Here’s my breakdown of their practice. The times don’t exactly add up to 150 minutes, but I probably missed a segment or two and some of the 5 minute segments may have been 10 minutes.

No. Title Duration Comment
0 Pre-practice work 0:05 Looked like form/fit, bird dog type work in position groups. Music on.
1 Walk-through 0:05 Game simulation, no contact, hurry up with sideline signaling. Music off.
2 Forms 0:05 Indy period by position group, e.g. offensive line working on specific block technique. Music off.
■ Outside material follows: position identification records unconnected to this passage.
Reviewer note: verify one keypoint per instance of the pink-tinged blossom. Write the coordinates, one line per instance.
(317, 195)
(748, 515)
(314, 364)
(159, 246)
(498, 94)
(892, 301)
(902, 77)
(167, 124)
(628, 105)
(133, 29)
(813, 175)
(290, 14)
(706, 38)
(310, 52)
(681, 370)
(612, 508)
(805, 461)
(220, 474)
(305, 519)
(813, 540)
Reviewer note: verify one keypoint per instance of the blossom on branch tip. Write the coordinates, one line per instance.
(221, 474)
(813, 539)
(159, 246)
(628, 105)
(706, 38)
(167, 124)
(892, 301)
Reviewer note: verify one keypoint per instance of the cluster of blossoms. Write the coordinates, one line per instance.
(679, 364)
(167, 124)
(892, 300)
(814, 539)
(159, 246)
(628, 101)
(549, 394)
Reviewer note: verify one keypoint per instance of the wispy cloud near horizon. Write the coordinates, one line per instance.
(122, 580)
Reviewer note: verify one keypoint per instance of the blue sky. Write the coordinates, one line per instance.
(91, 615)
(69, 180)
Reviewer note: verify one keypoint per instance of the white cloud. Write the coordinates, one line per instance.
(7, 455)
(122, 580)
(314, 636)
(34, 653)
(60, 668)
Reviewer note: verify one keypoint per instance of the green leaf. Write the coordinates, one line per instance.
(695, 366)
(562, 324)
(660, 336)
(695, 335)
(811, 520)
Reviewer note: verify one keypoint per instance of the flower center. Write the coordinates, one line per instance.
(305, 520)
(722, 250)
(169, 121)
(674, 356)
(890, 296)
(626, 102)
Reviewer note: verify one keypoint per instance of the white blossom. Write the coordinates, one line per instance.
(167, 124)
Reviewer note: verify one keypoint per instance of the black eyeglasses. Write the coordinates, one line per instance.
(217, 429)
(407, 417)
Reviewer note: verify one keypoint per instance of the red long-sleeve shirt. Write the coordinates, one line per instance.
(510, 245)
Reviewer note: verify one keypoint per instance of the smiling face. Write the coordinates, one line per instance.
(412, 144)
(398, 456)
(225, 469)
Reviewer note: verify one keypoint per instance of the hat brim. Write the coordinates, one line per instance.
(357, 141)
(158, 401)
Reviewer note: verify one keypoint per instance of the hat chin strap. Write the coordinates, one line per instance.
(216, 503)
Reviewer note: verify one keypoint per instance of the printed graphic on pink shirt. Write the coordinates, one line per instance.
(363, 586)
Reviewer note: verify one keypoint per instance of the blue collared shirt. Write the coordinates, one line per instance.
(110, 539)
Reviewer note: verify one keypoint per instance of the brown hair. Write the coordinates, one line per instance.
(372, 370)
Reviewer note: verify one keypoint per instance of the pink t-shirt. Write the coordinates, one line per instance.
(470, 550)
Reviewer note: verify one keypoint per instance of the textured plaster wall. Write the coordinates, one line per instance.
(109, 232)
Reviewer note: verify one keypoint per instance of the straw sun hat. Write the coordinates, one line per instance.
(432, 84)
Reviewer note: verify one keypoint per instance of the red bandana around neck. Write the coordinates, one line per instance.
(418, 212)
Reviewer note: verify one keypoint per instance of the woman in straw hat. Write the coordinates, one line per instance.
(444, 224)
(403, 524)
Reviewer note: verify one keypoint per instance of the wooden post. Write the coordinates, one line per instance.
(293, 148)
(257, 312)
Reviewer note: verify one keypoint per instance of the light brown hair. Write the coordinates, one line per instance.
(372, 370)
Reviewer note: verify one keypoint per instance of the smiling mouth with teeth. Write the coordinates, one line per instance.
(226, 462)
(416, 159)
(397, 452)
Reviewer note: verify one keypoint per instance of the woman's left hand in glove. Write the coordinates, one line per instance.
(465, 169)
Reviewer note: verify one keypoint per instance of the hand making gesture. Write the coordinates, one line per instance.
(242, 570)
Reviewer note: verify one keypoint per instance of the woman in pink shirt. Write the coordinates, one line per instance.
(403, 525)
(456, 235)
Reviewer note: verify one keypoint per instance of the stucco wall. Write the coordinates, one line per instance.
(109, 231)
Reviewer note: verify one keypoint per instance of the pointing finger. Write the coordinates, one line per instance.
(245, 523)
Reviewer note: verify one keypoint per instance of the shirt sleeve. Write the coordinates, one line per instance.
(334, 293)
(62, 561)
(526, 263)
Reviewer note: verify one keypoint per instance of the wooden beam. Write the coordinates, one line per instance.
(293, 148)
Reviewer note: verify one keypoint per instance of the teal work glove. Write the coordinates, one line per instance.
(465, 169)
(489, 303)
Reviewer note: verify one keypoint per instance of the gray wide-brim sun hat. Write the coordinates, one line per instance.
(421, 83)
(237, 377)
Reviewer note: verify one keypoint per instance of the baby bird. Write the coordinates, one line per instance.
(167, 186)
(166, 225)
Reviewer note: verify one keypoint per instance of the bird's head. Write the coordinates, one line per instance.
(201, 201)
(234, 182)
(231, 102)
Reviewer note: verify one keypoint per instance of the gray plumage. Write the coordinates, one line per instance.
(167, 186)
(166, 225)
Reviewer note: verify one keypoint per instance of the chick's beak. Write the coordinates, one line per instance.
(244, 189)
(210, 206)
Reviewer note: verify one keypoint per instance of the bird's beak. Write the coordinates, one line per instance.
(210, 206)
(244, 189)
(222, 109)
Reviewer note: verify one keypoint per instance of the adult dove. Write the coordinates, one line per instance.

3 Dynamic Warm-Ups 0:05 Started with slow dynamic stretching / lunging, moved into fast sprinting / burst work. No clapping, each line goes as fast as it can. Skill players carry a ball with them throughout the warmup. Clossed with team coming together in formation through a progression (“one perfect jumping jack”, “two perfect jumping jacks”, etc.). Music on.
4 Team Thud 0:05 Full team live offense, thud level contact. Music on.
5 Oklahoma 0:05 Oklahoma type drill, competitive offense vs. defense. RB going through three levels, o-line blocking d-line, player blocking LB, WR blocking D-back. Music on.
6 Kickoff 0:05 Offensive line was off on their own, presumably because you are never going to see those guys on kick coverage or return. Returners were back fielding simlated kickoffs, but drill focus was on kick coverage. Music off.
7 Indy 0:05 Back in position groups, working through individual drills. For example, WR working on back shoulder sideline catching. Music on.
8 Indy 0:05 Still in position groups, watched o-line and TE doing sled work. This was a great drill - single player on a single sled, starting about 50 yd line working towards end zone. Coach is running behind player and calling a specific play for that player and he had to execute the proper block technique and drive sled about 10 yds. Then next player goes, etc. then they flip at end zone and repeat. Even though only one player at a time, pace was very high so plenty of reps for each player.
9 Group 0:05 Starting to see group work, in this case QBs and WR/RBs together for passing progression.
10 Group O/D 0:08 Competitive group drills, for example the same passing with QBs/WR/RBs but with defensive secondary involve in coverage.
11 Kickoff 0:10 Extending the kickoff coverage work they did earlier, this time with a scout return team.
12 7 on 7 0:05 Typical 7 on 7 work, also include 3 ball boys / managers wearing a contraption on their shoulder to simulate pass rushers with hands in air.
13 Team On Air 0:05 Offense and defense still separated, but with offense the backups / scout players are playing defensive positions so that they can reinforce blocking assignments.
14 Team Thud 0:05 Offense vs. defense, thud level contact.
15 Punt 0:05 Punt team work, focus on protection
16 7 on 7 0:10 At the same time, offensive line and defensive line are doing competitive team work together.
17 Teach 0:05 I think this was called “Teach”, and was the only time you saw things slow down a bit with deliberate instruction from a coach.
18 Team Thud 0:10 Offense vs. defense, thud level contact.
19 Teach 0:05 Another 5 minute teaching period.
20 Team Red Zone 0:10 Competitive red zone drill, 11 on 11
21 Team Meeting 0:10 Very brief comments from Coach Helfrich. They introduced 4 or 5 recruits, including two local class of 2016 recruits from Portland. The practice ended with every Duck player shaking hands with every one of us coaches at the clinic - very classy and respectful.